It can be hard to keep up with the latest outerwear trends. From fit to functionality, puffies, baselayers and hardshells undergo small design tweaks every year and we are here to help you parse out the gear that best fits your backcountry needs.
For our 2017 Apparel Guide, we focus on the timeless and the trending. These are classics that we know and love, alongside the best in new materials, styles and tech. For our next installment of the Apparel Guide online, we introduce midlayers, the peanut butter that keeps the layer sandwich together.
Patagonia Nano Air Light Hoody
The Nano Air Light is a new interpretation of the popular, full-zip Nano Air that first hit stores in fall 2014 and blew open the trend in highly breathable synthetic insulation. Sporting 33 percent less insulation and advertised as 75 percent more breathable than its heftier sibling, this half-zip hoody is designed for the high-exertion skier or rider who worries about perspiration ruining a powder day. The face fabric and lining—made from stretch nylon—is soft and flexible, offering unrestricted range of motion for sweaty downhill runs or cold skintrack laps. A trim fit and stretch-woven cuffs keep the Nano secure under outer layers and help prevent snow from working its way into where the sun don’t shine. A left chest pocket provides a convenient place to store a quick snack or phone, and the medium-sized hood, while intended to fit over low-profile helmets, is better suited to snug over a hat or headband to buffer wind and cold.

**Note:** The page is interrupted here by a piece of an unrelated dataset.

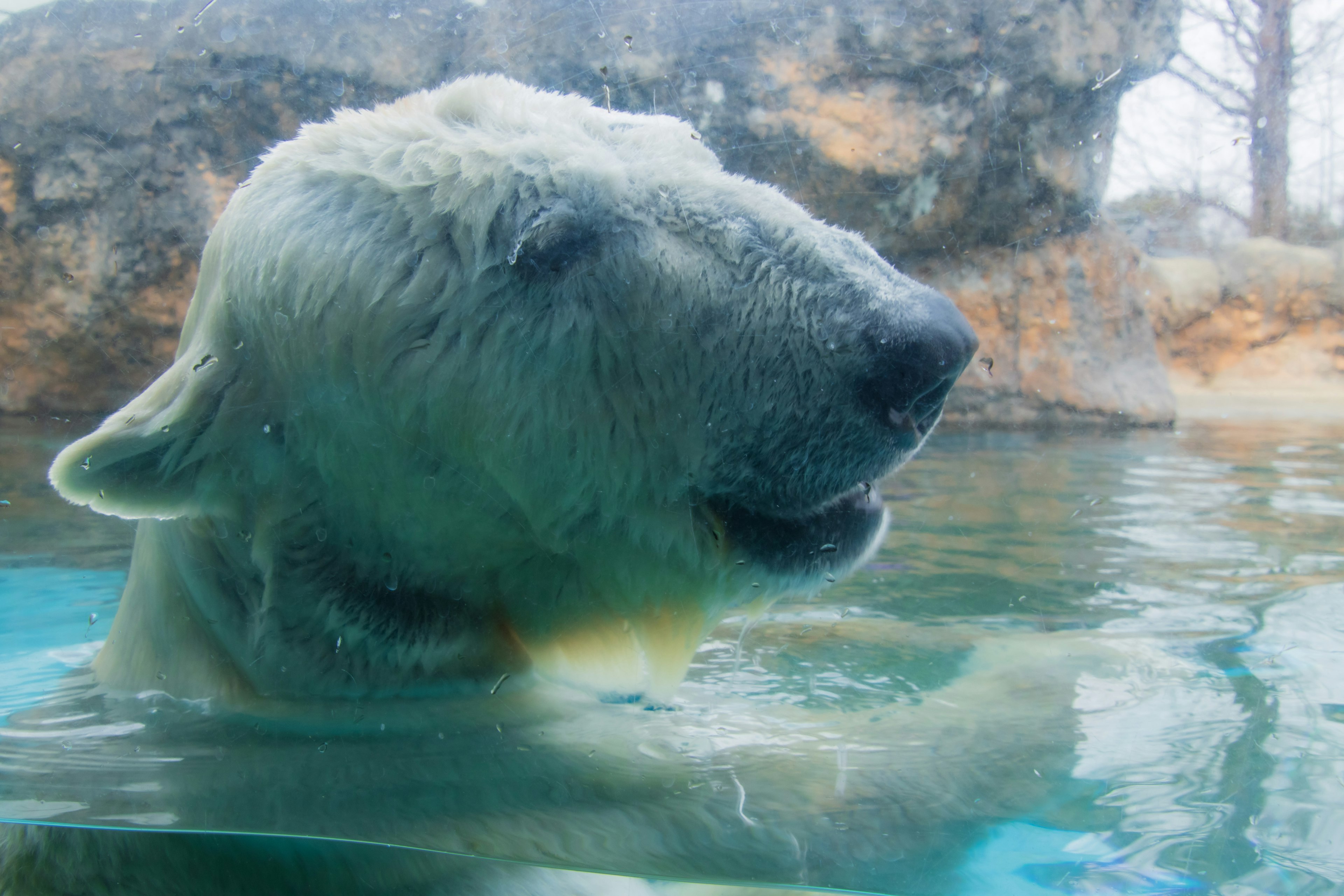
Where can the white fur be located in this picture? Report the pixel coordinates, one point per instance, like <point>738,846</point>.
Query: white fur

Bottom Line: A light, versatile layer for the uphill and the down, for hitting the bar or heading into the backcountry. It’s so comfy and light, you might even want to wear it to bed.

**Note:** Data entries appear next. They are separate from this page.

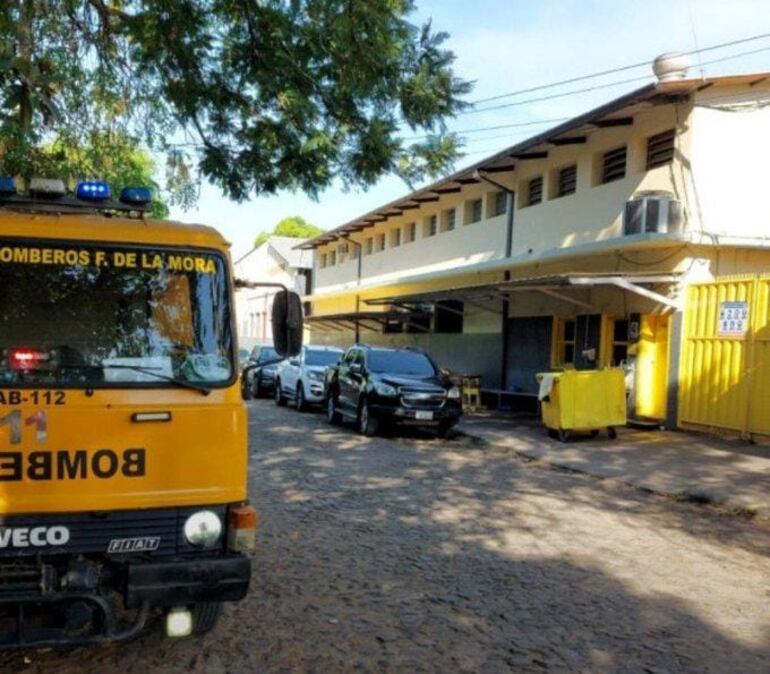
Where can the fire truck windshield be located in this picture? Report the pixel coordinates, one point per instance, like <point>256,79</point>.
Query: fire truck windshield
<point>108,316</point>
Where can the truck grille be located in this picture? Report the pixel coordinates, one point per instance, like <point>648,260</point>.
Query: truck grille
<point>421,399</point>
<point>92,532</point>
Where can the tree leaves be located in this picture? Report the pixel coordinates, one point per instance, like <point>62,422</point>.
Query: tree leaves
<point>294,226</point>
<point>261,95</point>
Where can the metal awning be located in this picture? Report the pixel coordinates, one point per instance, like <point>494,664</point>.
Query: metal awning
<point>372,320</point>
<point>556,286</point>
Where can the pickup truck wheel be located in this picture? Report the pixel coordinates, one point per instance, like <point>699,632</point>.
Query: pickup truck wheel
<point>205,616</point>
<point>368,424</point>
<point>280,399</point>
<point>299,399</point>
<point>332,415</point>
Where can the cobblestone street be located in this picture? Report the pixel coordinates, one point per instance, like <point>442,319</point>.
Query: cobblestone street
<point>417,554</point>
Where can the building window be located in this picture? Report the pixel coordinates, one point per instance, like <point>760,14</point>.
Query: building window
<point>563,351</point>
<point>660,149</point>
<point>619,342</point>
<point>448,220</point>
<point>614,165</point>
<point>430,226</point>
<point>500,203</point>
<point>567,181</point>
<point>535,191</point>
<point>473,211</point>
<point>411,232</point>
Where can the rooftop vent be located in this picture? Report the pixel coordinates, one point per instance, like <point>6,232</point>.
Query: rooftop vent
<point>671,66</point>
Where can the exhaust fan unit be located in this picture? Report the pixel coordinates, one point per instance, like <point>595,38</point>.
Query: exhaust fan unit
<point>652,212</point>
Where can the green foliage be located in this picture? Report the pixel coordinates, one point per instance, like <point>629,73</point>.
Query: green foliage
<point>259,95</point>
<point>294,226</point>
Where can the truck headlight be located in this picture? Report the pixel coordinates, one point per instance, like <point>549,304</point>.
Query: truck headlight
<point>385,390</point>
<point>203,529</point>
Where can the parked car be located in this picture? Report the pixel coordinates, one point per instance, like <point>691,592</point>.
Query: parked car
<point>379,387</point>
<point>301,379</point>
<point>258,376</point>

Dynafit Mezzalama Alpha PTC
It can be difficult to find a sufficiently protective jacket that’s also breathable for heavy-exertion ascents, but the Mezzalama deftly walks this line. Using Dynafit’s proprietary polyester stretch-blend ripstop material, which boasts high elasticity and is DWR treated, the Mezzalama is built for ease of movement and moisture transfer. Features: Polartec Alpha insulation, designed for warmth and high-output wicking, is located on the chest and back. A chest pocket keeps niceties on hand, and a built-in hood blocks wind and other winter elements. Fit: A loose fit around the torso offers room for additional baselayers, and a full-length zipper allows for quick removal at transitions. Thumb loops secure cuffs under a shell and gloves. Bottom Line: A lightweight, packable layer that provides breathable protection on chilly skintracks.
Stormy Kromer Kromer Jack
From homesteading to shredding, the Jack has a bespoke look reminiscent of spring sugaring in the Northeast. Opt for traditional red plaid, and all you need is an axe and Allen’s Coffee Brandy to be mistaken for a Mainer. Function: Made with a wool/nylon blend, the Jack lies somewhere between a shirt and jacket—designed to be an outer layer on warmer days and as added insulation in biting cold. Fit: A roomy fit makes the Jack best suited as a light outer layer, and button closures add to its old-fashioned feel. Durable wool—while a bit itchy for more delicate constitutions—serves as a layer of resilience for forest schwacking when skiing or wood splitting at the hut. Bottom Line: For the old soul who relates more to Paul Bunyan than Travis Rice.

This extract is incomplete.